We have isolated T cell receptor (TCR) cDNAs from fluorescein (FL)-specific human T cell clones (alpha-FL-beta-FL), and transferred them to TCR-beta- Jurkat cells in order to study direct FL-binding to the TCR. Using either FL-conjugated polymers (FL-polymer) or FL-substituted Sepharose beads, we are able to demonstrate the direct binding of antigen to the T cell surface, and the functional activation of the T cell transfectants. We present evidence against the involvement of major histocompatibility complex (MHC) molecules or antigen presentation in the interaction of FL with the alpha-FL-beta-FL transfectants.

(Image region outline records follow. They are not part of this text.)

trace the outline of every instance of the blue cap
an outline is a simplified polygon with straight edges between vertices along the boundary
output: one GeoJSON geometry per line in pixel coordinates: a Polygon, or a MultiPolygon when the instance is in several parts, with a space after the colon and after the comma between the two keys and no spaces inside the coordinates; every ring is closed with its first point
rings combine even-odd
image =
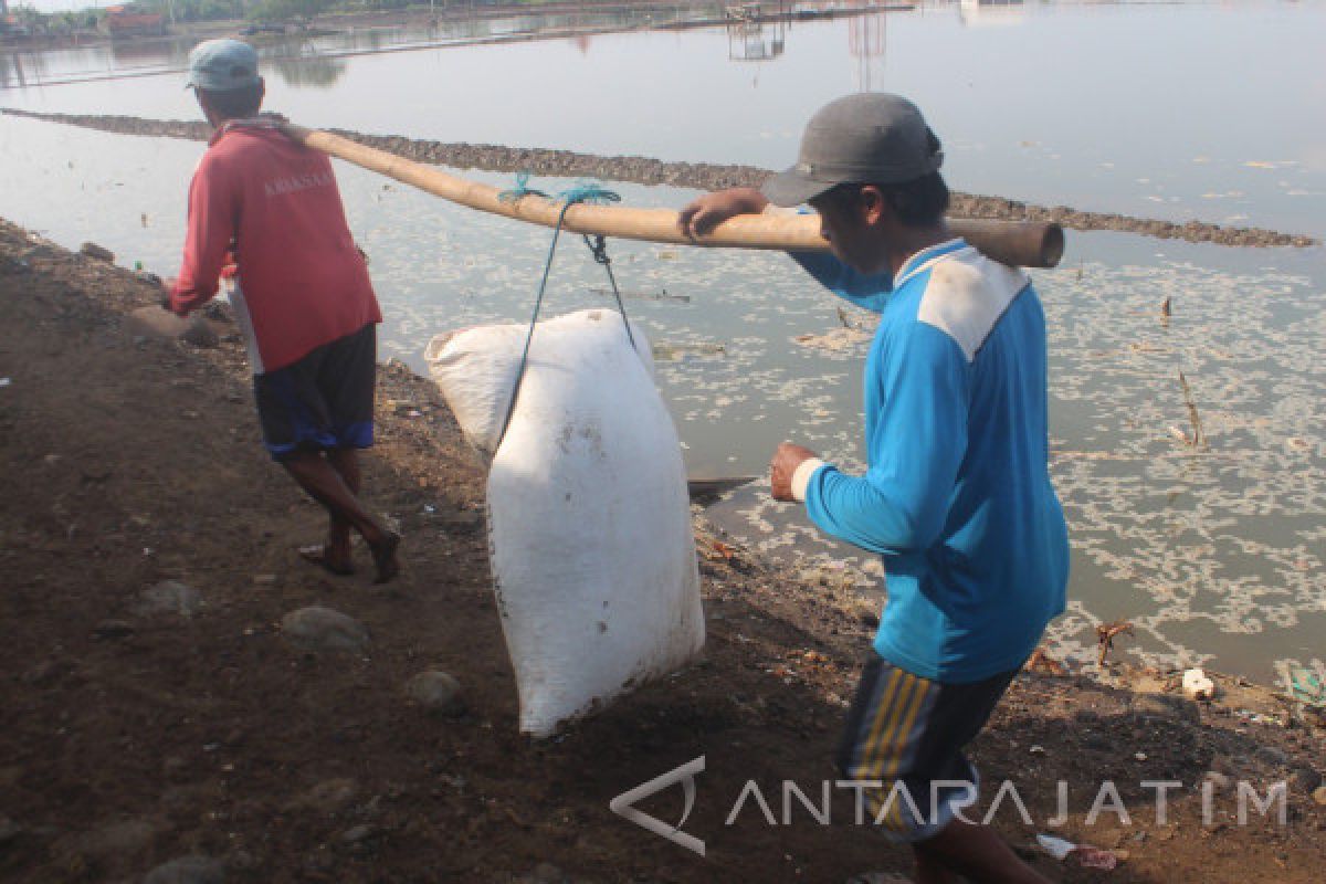
{"type": "Polygon", "coordinates": [[[188,85],[229,91],[256,85],[257,52],[239,40],[204,40],[188,53],[188,85]]]}

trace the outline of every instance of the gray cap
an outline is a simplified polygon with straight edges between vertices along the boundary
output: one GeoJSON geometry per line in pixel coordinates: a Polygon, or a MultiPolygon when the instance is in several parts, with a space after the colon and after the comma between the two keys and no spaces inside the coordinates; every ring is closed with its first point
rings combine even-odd
{"type": "Polygon", "coordinates": [[[252,86],[257,76],[257,52],[239,40],[204,40],[188,53],[188,85],[207,91],[252,86]]]}
{"type": "Polygon", "coordinates": [[[944,152],[916,105],[888,93],[831,101],[810,118],[797,164],[760,190],[801,205],[837,184],[900,184],[939,171],[944,152]]]}

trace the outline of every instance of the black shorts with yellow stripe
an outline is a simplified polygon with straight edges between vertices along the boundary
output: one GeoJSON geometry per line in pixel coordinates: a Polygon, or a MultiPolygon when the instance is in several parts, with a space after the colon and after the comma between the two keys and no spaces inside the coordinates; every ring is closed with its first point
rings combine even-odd
{"type": "Polygon", "coordinates": [[[838,771],[861,789],[886,835],[922,842],[976,802],[976,767],[963,755],[1017,671],[972,684],[931,681],[874,651],[838,747],[838,771]]]}

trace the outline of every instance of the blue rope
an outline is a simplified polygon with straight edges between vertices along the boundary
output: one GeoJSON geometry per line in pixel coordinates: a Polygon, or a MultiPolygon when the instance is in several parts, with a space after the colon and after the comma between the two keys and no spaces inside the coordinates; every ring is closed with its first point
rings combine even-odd
{"type": "MultiPolygon", "coordinates": [[[[542,196],[549,199],[542,191],[536,191],[529,187],[529,172],[518,172],[516,175],[516,187],[509,191],[503,191],[497,199],[504,203],[514,203],[522,196],[542,196]]],[[[507,404],[507,416],[501,421],[501,432],[497,435],[497,445],[493,448],[493,453],[501,448],[503,440],[507,437],[507,428],[511,425],[511,416],[516,412],[516,399],[520,396],[521,383],[525,380],[525,367],[529,364],[529,345],[534,341],[534,327],[538,325],[538,313],[544,306],[544,292],[548,289],[548,276],[553,269],[553,257],[557,254],[557,240],[562,235],[562,224],[566,220],[566,212],[570,207],[579,203],[589,203],[602,205],[605,203],[621,203],[622,196],[610,191],[595,182],[577,182],[574,187],[561,191],[557,199],[562,203],[561,212],[557,213],[557,225],[553,228],[553,241],[548,247],[548,260],[544,261],[544,276],[538,281],[538,294],[534,297],[534,313],[529,318],[529,331],[525,333],[525,349],[520,354],[520,367],[516,370],[516,386],[511,392],[511,402],[507,404]]],[[[607,244],[602,236],[595,236],[590,240],[587,235],[585,237],[585,245],[589,247],[590,253],[594,256],[597,264],[603,265],[607,272],[607,281],[613,285],[613,296],[617,298],[617,309],[622,314],[622,325],[626,327],[626,338],[631,342],[631,349],[635,349],[635,335],[631,334],[630,319],[626,318],[626,305],[622,304],[622,293],[617,288],[617,277],[613,274],[613,260],[607,256],[607,244]]]]}

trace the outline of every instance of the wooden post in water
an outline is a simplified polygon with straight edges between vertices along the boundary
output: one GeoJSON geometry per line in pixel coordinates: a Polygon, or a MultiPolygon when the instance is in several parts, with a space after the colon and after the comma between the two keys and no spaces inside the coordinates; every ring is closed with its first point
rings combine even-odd
{"type": "MultiPolygon", "coordinates": [[[[448,175],[440,168],[359,144],[347,138],[292,123],[281,126],[290,139],[347,163],[394,178],[452,203],[518,221],[554,227],[562,203],[536,195],[503,200],[501,191],[488,184],[448,175]]],[[[984,254],[1010,266],[1050,268],[1063,256],[1063,228],[1037,221],[948,219],[949,229],[984,254]]],[[[770,211],[741,215],[724,221],[713,232],[691,239],[678,227],[674,209],[642,209],[621,205],[572,205],[562,228],[572,233],[615,236],[627,240],[705,245],[782,252],[827,252],[814,215],[770,211]]]]}

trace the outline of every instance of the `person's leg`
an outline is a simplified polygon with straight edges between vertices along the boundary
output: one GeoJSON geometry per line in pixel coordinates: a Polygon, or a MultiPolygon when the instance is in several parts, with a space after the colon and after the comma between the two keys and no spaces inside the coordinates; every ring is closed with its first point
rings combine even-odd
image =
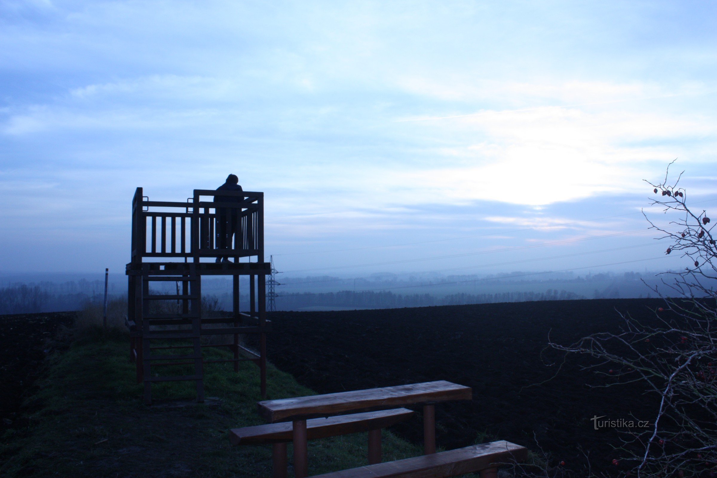
{"type": "MultiPolygon", "coordinates": [[[[220,211],[217,216],[217,222],[219,223],[217,224],[217,231],[219,234],[217,246],[220,249],[227,249],[227,214],[220,211]]],[[[226,258],[226,256],[217,256],[217,262],[219,262],[222,258],[226,258]]]]}

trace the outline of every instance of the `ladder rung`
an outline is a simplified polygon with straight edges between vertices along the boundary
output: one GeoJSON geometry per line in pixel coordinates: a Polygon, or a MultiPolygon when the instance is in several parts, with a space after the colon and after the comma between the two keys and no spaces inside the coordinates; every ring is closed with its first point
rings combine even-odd
{"type": "Polygon", "coordinates": [[[168,377],[145,377],[146,382],[179,382],[183,380],[201,380],[201,375],[177,375],[168,377]]]}
{"type": "Polygon", "coordinates": [[[176,294],[168,295],[160,295],[159,294],[152,294],[151,295],[145,295],[143,299],[145,300],[173,300],[176,299],[177,300],[181,299],[199,299],[197,295],[177,295],[176,294]]]}
{"type": "MultiPolygon", "coordinates": [[[[203,343],[200,347],[232,347],[234,348],[234,345],[233,343],[203,343]]],[[[241,345],[239,345],[241,347],[241,345]]],[[[194,345],[176,345],[173,347],[172,345],[167,345],[166,347],[150,347],[151,350],[161,350],[168,348],[194,348],[194,345]]]]}
{"type": "Polygon", "coordinates": [[[199,335],[194,333],[193,330],[188,330],[190,333],[182,333],[180,332],[145,332],[142,338],[148,340],[159,340],[168,338],[199,338],[199,335]]]}
{"type": "Polygon", "coordinates": [[[143,277],[145,280],[151,280],[152,282],[163,280],[171,282],[194,282],[198,280],[196,277],[193,277],[191,276],[179,276],[175,277],[168,277],[166,275],[153,276],[150,274],[148,276],[145,275],[143,277]]]}
{"type": "Polygon", "coordinates": [[[153,367],[158,367],[159,365],[195,365],[194,362],[168,362],[167,363],[153,363],[153,367]]]}
{"type": "Polygon", "coordinates": [[[146,314],[143,319],[198,319],[199,314],[146,314]]]}
{"type": "MultiPolygon", "coordinates": [[[[189,355],[189,354],[186,354],[186,353],[179,353],[179,354],[171,355],[150,355],[149,357],[146,358],[144,360],[184,360],[185,358],[187,358],[187,359],[189,359],[189,358],[191,358],[191,359],[201,358],[201,355],[194,355],[194,354],[189,355]]],[[[155,365],[161,365],[161,364],[155,364],[155,365]]]]}

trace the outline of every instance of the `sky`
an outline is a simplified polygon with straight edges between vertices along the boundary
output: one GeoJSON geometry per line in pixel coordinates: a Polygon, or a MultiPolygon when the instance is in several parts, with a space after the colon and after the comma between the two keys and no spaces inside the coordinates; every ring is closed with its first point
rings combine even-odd
{"type": "Polygon", "coordinates": [[[229,173],[290,275],[681,268],[643,180],[717,206],[716,40],[710,1],[0,0],[0,272],[122,272],[136,187],[229,173]]]}

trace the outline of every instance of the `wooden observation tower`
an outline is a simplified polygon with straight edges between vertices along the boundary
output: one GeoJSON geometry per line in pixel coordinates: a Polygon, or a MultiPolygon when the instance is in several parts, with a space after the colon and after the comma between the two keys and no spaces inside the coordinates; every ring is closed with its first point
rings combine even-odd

Additionally, we have examined the effect of ring substitutions on the FL molecule as well as specific alterations of substituents attached to the 5' position, and we have found that all of them interfere with the functional recognition of the alpha-FL-beta-FL TCR. These experiments demonstrate that TCRs like antibodies have intrinsic affinities for antigen, even without the involvement of MHC molecules.